Abstract
Hepatopulmonary syndrome is characterized by intrapulmonary vascular dilatation causing hypoxemia in patients with liver disease. 99mTc-macroaggregated albumin (99mTc-MAA) scintigraphy has diagnostic value in suspected hepatopulmonary syndrome by detecting a clinically significant right-to-left shunt. In the presence of cirrhosis, 99mTc-MAA scanning with extrapulmonary organ visualization is specific for intrapulmonary shunting. 99mTc-MAA scintigraphy also provides the added value of quantification of the shunt.

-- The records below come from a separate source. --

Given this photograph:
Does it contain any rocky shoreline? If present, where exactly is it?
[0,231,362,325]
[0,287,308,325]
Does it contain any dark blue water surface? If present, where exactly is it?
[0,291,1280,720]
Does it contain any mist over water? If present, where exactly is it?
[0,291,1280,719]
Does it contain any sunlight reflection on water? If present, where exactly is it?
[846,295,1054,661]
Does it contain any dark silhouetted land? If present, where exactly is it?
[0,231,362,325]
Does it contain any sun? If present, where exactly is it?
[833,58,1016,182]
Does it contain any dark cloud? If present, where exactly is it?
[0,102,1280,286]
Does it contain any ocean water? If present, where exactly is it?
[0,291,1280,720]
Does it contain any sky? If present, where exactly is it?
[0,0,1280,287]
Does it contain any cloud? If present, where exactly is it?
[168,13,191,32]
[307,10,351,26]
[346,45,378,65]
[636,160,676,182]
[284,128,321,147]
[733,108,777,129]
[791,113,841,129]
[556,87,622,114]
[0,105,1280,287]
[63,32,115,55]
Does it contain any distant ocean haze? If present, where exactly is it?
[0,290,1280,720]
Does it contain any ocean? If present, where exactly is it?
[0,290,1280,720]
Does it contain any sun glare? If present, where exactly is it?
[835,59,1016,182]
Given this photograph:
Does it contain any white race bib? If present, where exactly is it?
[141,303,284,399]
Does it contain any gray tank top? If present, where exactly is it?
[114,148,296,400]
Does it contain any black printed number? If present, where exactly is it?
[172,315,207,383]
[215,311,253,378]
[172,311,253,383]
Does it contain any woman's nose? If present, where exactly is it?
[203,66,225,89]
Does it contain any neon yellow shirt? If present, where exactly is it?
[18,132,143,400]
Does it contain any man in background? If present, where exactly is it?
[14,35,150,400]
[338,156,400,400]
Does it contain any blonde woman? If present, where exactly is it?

We report a case of hepatopulmonary syndrome (HPS) confirmed by 99mTc-macroaggregated albumin (99mTc-MAA) scintigraphy. HPS is an uncommon condition in which there is hypoxemia due to intrapulmonary vascular dilatation in the context of liver disease.
CASE REPORT
A 38-y-old man presented with dyspnea on exertion and thrombocytopenia. The patient was extensively evaluated, including MRI and liver biopsy, which demonstrated cirrhosis. The patient had a consistently low partial pressure of oxygen (≈55 mm Hg). The alveolar arterial oxygen gradient was 25 mm Hg. A transthoracic echocardiogram with saline showed microbubbles in the left heart chambers 4 cardiac cycles after contrast appearance in the right heart, suggestive of an extracardiac shunt—likely pulmonary arteriovenous malformation. 99mTc-MAA lung scintigraphy after injection of 144.3 MBq (3.9 mCi) of radiotracer showed increased tracer uptake in the brain, kidneys, spleen, and subcutaneous tissues, indicating a right-to-left shunt—likely an intrapulmonary shunt in the setting of cirrhosis (Fig. 1). On quantification, the brain shunt fraction was 20.3% (Fig. 2). An elevated alveolar–arterial gradient with a partial pressure of oxygen of less than 60, echocardiographic and scintigraphic evidence of intrapulmonary shunting, and no known chronic lung disease in the setting of cirrhosis were consistent with HPS in our patient. The patient is currently undergoing evaluation for a liver transplant.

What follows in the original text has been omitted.